La Única y nos vamos.

No hay nada peor para un fan de hueso colorado esperar el regreso de su banda favorita y que sea en un festival y además como único show del año. Tras anunciarse el cartel oficial del Vive Latino, Zoé aparecía como headliner, entonces comenzaron las especulaciones de una posible gira, pero su líder ya aclaró el cotilleo argumentando que el regreso será único y exclusivo para dicho evento, que al concluirse cada integrante volvería a retomar sus proyectos personales. Aun así, ¿gracias Vive Latino?
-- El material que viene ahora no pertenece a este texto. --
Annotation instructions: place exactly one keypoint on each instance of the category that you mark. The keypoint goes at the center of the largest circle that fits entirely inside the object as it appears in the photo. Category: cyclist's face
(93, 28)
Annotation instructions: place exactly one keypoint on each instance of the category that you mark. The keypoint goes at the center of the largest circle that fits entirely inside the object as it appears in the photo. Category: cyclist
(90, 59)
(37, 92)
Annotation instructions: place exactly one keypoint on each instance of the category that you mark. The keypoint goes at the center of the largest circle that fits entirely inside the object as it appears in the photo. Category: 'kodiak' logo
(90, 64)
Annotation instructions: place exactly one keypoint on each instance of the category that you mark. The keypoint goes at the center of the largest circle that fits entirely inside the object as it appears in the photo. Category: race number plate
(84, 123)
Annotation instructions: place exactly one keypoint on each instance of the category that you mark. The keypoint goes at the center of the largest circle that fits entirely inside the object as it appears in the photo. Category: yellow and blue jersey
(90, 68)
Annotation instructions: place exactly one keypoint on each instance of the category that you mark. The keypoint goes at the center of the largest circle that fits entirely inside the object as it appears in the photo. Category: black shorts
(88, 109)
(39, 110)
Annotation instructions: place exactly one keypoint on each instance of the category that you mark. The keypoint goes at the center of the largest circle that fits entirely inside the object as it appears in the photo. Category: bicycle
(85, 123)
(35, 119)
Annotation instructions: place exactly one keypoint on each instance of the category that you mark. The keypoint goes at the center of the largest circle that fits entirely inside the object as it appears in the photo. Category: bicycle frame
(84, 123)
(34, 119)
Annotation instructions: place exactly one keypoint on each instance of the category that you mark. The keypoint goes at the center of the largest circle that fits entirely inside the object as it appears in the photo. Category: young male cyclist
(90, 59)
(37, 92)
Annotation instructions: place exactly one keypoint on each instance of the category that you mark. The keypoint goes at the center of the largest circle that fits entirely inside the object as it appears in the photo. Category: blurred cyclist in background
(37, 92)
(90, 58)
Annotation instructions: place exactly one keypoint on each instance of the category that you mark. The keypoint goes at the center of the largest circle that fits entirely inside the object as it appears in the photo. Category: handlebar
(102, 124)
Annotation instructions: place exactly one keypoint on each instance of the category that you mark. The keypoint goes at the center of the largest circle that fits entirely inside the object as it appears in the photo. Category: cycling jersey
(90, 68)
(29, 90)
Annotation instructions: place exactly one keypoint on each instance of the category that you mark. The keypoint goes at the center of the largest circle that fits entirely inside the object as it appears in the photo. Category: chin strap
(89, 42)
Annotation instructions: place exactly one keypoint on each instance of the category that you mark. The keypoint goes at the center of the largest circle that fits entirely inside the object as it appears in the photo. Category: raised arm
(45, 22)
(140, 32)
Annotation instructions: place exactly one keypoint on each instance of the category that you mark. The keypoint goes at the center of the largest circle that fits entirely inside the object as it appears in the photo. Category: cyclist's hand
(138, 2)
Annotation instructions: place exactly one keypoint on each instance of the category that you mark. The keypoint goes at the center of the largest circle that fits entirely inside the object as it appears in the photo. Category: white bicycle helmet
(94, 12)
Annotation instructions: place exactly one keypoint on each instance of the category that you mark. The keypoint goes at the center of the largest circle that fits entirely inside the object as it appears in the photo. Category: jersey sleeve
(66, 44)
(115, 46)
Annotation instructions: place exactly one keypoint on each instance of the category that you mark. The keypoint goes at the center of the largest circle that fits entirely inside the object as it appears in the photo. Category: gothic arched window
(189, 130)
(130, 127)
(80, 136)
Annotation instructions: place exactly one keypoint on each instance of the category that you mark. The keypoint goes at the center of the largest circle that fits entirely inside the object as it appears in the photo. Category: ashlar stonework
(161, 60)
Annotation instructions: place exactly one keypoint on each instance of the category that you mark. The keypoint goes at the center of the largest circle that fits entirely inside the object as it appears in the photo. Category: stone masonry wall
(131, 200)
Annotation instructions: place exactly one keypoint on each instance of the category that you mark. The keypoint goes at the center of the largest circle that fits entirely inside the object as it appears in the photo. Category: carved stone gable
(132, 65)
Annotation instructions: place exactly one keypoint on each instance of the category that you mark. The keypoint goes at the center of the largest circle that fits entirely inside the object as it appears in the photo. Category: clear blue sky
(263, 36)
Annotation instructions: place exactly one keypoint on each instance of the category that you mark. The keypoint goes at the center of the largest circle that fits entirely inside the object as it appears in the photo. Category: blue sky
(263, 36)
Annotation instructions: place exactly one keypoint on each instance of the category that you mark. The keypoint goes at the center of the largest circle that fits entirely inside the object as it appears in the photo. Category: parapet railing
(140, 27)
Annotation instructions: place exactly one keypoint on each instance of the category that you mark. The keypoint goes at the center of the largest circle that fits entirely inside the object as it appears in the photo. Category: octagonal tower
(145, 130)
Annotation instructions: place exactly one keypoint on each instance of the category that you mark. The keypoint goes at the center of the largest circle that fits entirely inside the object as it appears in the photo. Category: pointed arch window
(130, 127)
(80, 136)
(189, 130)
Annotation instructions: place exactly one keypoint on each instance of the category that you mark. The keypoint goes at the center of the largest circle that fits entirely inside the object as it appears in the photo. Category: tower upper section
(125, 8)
Habrá a quienes les parezca una brillante idea ver a Zoé entre tantas bandas donde sabrán de antemano que no solo habrá Rocanlover sino Monlover, Strangers, Aterciopelados, cuartetos, divisiones y haraganes. Tendrán que mentalizarse la jornada de espera, tal vez aprovechen el tiempo para ver más bandas o prefieran plantarse por horas frente al escenario y comerse cinco o seis actos previos (algo bueno se pesca siempre en los grandes escenarios). Porque al tratarse de una bigger band como Zoé no esperaran que salga a inaugurar el día y tampoco los veremos despedir al sol del domingo. Ya sabemos de qué se trata.

Por eso hay quienes los prefieren solitos, lejos de una multitud multiplicada para ver a León envuelto en su naturaleza reservada, cómplice de mil historias que no conoce, a su lado Ángel Mosqueda in bass; Sergio guiando la guitarra, Báez cristalizando la atmosfera de color psicodelia, Guardiola dando lo mejor en la bataka. Ellos solitos en un Auditorio o en un Palacio. Ellos solitos ofreciendo un setlist más extenso que abarque y que apriete sus siete álbumes de estudio, que complazca al gigante de los sold out entregándose en cuerpo y alma en un intercambio de emociones y fluidos con la ruleta en marcha y a golpe de suerte continua.

Ya que Zoé no es netamente rock and roll, es casi seguro que cierren el festivalote como una velada para románticos iconoclastas, místicos al servicio de viajes de ida y vuelta. Esperemos que la cordura no se quebrante antes de tiempo o en el peor de los casos sean los ánimos que se diluyan al quedar empalmados los horarios (puede pasar) con Rüfüs o Keane. Así como sucedió en el Machaca 2019 donde la raza se dividió con veinte minutos de diferencia entre Zoé y Jaguares que se reunían por igual para ofrecer el show único después de diez años. El único y chao.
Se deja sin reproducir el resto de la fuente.